Facebook's researchers therefore pointed that simply riffing off Google data can have some hilariously spurious results. Using similar methods, they drew up a number of serious-looking graphs with apocalyptic predictions. Princeton is losing ground to competing universities, they showed, and could lose its entire student body by 2021. Even worse: according to their interpretation of Google Trends data, declining interest in "air" could mean that Earth runs out of stuff to breath by 2060.
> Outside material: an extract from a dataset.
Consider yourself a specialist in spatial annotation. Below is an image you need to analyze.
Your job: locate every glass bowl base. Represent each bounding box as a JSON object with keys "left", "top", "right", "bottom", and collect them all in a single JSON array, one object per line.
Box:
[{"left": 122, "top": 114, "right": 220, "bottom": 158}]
Leave it up to Facebook to subtly compare itself to something that humanity needs to survive. But jokes aside, the team has a point. The Princeton researchers haven't exactly been whoring themselves out to the media for this story, but this is exactly the kind of inconsequential curiosity that goes viral online thanks to the semi-serious tone that an academic perspective lends to it. And as GigaOM thankfully points out, the study wasn't even subjected to peer review.

Content that it's here to stay, Facebook reminded everyone at the end of its note that the whole thing was in good fun.

"We don’t really think Princeton or the world’s air supply is going anywhere soon. We love Princeton (and air)," the note said. "As data scientists, we wanted to give a fun reminder that not all research is created equal – and some methods of analysis lead to pretty crazy conclusions."